= Susanne Puddefoot =

Susanne Puddefoot (3 October 1934 – 13 September 2010) was an English journalist, editor and charity director. She was the first editor of the Times women's page.

==Biography==
Puddefoot was born in Blackpool to Lillian (née Frankland) and Syd Puddefoot, a football manager who had previously played professional football for West Ham United, Falkirk and Blackburn Rovers. Her father had been managing in Turkey at Galatasaray, but they moved back to England for the birth. She was educated at Blackpool Collegiate School for Girls between 1945 and 1953 and then read medieval and modern languages (French and German) at Girton College, Cambridge. There, she was assistant editor of Granta and was involved with Varsity alongside the likes of Michael Winner, Gavin Lyall and Michael Frayn.

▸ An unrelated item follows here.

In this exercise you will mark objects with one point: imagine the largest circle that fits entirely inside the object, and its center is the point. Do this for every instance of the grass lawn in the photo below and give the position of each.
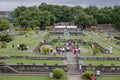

In 1956, she worked as a reporter and feature writer for the Lancashire Evening Post, before moving into the advertising industry with Young & Rubicam, Mather & Crowther and Colman, Prentis and Varley. She was also a film critic for the Times Educational Supplement.

In 1959, she married George Perry, whom she had worked under at Granta, and who later worked on the editorial team of The Sunday Times Colour Magazine.

Appointed by Sir William Haley, she joined The Times in 1966 and was the first to edit the newly conceived Women's Page. Her tenure oversaw a 30% increase in readership for the paper and the New Statesman described the page as "currently the best thing in British journalism". Amongst her recruitments to the paper were Katie Stewart and Suzy Menkes. She left The Times in 1969, after nearly four years at the paper, and became involved with the Centre for Contemporary Cultural Studies at the University of Birmingham. In 1970, she was published in Richard Boston's journalism critique The Press We Deserve.

She suffered from bipolar disorder and worked for mental health charity Mind as a director between 1992 and 1996, and again between 2000 and 2006.

In later life, she moved to Stonehouse, Plymouth where she died, aged 75, of pneumonia.

==Awards==
She won a Special Award at the British Press Awards in 1967.